My elder brother, Muslim, who had arrived earlier, took me under his wing. He ran a small grocery store in Whitechapel. Every evening after my college classes, I helped out. I learned what sold, what didn’t, how customers behaved, how to read invoices, and how to stretch a pound. That shop became my unofficial MBA.
It wasn’t glamorous — but the lessons were gold.
The Wrong Assumption: That Hard Work Alone Was Enough
In the early years, I worked as hard as I could. I stacked shelves, managed stock, swept floors, helped customers, and went to college. I thought effort would automatically lead to success. But I was wrong.
Hard work is essential — but it’s not enough. You need to think strategically. You need to be willing to pivot. You need to watch the horizon.
Eventually, I realized that staying small wasn’t the goal. I wasn’t meant to just survive in Britain. I was meant to build in it.
The Turning Point: Stepping Off the Expected Path
My family — like many immigrant families — had noble, linear dreams: become an engineer or doctor, get a job, send money home. And I respect that dream. But it wasn’t mine.

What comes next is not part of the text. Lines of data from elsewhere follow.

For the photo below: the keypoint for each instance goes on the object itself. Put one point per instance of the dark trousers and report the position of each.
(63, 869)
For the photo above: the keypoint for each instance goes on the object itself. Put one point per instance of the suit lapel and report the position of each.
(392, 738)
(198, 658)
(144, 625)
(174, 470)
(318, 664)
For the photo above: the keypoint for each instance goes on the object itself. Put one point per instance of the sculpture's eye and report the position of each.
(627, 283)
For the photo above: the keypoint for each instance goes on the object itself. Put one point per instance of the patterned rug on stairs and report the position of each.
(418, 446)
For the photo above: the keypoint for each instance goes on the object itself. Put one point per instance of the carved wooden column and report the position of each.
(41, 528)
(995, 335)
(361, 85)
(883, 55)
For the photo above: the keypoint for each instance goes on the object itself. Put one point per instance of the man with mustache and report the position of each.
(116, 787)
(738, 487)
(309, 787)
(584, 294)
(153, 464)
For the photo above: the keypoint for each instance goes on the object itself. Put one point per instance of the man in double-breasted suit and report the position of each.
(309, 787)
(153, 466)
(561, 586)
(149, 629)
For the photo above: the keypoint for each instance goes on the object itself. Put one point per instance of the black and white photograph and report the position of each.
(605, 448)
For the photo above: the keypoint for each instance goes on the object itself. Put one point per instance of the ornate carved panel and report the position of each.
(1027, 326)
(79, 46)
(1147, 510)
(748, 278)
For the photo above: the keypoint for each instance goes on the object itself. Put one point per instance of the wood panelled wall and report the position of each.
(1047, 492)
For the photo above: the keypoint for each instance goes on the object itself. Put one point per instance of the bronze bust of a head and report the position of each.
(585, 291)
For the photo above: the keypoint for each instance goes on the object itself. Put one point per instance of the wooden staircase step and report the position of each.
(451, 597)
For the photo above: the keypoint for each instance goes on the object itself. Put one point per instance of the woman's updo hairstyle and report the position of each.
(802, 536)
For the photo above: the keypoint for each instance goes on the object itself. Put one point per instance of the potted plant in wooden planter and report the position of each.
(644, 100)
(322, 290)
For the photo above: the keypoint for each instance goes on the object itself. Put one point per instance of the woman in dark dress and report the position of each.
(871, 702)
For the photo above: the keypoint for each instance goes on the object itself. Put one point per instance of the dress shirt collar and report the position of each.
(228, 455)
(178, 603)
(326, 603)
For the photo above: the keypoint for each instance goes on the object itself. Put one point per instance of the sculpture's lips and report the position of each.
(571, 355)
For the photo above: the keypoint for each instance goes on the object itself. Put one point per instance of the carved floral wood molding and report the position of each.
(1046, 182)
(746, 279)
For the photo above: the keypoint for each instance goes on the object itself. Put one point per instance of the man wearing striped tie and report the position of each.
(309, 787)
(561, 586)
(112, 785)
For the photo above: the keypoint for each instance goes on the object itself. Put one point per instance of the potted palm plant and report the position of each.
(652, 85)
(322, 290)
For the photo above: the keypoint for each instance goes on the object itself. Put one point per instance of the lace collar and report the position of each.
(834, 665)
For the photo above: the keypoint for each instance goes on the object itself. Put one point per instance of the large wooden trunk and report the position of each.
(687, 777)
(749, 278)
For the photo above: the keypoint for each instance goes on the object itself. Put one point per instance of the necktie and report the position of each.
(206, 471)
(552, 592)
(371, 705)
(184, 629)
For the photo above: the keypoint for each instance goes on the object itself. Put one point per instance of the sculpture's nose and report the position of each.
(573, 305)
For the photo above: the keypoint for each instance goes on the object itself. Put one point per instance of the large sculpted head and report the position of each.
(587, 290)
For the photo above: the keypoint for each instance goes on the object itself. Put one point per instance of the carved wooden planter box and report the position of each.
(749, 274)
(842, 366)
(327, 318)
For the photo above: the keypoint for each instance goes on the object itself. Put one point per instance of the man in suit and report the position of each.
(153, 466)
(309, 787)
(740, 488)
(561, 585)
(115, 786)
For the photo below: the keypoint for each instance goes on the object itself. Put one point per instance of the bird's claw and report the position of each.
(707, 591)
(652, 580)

By my second year, I was spending more time working than studying. Not because I didn’t care about education — but because I began to see another path opening. I was making connections, handling money, negotiating deals. And I was good at it.
Eventually, I made the controversial decision to leave college and focus on business. Everyone thought I was mad. But deep down, I knew: this was my real education.

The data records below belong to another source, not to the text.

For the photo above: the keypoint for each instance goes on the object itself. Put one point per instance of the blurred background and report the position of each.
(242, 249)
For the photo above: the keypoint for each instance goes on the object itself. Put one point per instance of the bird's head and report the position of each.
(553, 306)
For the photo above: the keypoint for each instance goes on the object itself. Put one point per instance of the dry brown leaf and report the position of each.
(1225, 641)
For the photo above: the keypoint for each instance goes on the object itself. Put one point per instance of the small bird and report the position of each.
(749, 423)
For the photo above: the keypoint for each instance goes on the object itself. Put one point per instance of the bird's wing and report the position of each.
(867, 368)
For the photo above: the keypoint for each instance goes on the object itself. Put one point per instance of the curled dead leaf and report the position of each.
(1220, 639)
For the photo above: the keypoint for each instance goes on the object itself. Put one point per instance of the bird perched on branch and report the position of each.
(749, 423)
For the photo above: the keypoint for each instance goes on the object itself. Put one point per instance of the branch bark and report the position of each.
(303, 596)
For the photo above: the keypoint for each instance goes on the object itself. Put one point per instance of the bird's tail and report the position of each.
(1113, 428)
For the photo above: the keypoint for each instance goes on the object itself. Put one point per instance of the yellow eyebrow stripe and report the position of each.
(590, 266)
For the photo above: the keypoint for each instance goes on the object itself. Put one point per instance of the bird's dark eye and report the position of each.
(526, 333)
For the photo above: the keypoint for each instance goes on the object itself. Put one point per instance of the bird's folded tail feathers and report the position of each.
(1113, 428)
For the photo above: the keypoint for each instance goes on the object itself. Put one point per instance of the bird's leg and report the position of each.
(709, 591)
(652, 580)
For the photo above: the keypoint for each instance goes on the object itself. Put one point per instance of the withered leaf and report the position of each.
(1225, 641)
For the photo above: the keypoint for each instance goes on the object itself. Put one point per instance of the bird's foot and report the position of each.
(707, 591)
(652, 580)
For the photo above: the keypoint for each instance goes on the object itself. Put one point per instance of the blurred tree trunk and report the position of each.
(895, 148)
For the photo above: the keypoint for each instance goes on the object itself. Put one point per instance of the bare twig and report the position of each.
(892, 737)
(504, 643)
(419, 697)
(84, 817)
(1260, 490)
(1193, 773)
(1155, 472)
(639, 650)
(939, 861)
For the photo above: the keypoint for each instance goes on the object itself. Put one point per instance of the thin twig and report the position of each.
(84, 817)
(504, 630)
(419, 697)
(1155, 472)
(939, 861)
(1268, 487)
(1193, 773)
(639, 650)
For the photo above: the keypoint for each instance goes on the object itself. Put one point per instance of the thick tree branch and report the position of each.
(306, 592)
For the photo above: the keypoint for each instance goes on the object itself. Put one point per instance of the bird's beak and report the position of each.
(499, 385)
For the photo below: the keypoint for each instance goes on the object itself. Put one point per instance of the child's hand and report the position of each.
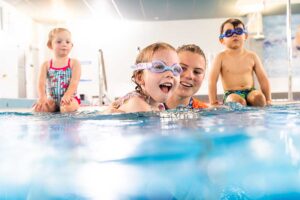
(66, 99)
(41, 105)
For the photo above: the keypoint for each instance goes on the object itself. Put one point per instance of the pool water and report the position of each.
(231, 152)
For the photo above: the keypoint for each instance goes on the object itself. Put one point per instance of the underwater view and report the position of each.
(231, 152)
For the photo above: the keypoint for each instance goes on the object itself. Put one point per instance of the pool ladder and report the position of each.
(103, 98)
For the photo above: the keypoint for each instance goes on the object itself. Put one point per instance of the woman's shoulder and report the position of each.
(199, 104)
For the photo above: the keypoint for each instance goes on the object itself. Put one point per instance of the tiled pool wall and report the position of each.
(16, 103)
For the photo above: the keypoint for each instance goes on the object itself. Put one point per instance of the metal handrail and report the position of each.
(102, 78)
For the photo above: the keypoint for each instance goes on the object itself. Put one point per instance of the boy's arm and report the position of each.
(213, 79)
(76, 72)
(262, 79)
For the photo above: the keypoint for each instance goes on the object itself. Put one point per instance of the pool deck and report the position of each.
(102, 108)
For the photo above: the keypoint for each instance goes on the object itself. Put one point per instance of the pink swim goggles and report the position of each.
(158, 66)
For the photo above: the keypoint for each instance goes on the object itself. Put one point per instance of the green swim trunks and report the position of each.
(242, 93)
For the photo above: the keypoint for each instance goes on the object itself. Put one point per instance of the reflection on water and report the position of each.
(226, 153)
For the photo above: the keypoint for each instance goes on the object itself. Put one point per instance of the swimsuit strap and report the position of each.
(190, 105)
(51, 63)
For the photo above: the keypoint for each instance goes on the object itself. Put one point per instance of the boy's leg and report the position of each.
(236, 98)
(256, 98)
(71, 107)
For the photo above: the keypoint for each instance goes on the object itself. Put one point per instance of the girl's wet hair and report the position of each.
(52, 34)
(234, 22)
(145, 56)
(191, 48)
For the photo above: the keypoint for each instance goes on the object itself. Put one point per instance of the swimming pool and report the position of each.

What I Got Right: Starting Small but Thinking Big
I didn’t rent an office or hire a team straight away. I started from behind the counter. I sold what I knew people wanted — music cassettes, newspapers from back home, cheap electronics. I stayed close to the customer. I knew their stories because they were my stories too.
Then I took risks. I started importing tapes. I negotiated directly with suppliers. I branded my own products. Eventually, Harper Electronics was born — and my small, scrappy operation became a national distributor.
What I Got Wrong: Delaying Systems and Structure
For a long time, everything lived in my head: stock levels, supplier names, pricing, delivery dates. That worked — until it didn’t. As the business grew, I hit a wall. I needed systems. Invoicing. Inventory. Training. I learned the hard way that scaling without structure is chaos.
So I invested in systems. I hired smart people. I let go of the idea that I had to do everything myself.
That shift changed my business — and my life.
Lessons That Still Hold True
It’s been over 40 years since I first walked the streets of Brick Lane. The skyline’s changed, the community’s grown, and digital disruption has transformed the game. But some truths remain:
If I had one message for anyone starting out now — immigrant or not — it would be this: Don’t wait until you feel ready. Start with what you have, where you are. You don’t need a plan for the next 20 years. You need a plan for the next 20 days — and the courage to keep going.
Because you never know. That £10 might not last. But the dream just might.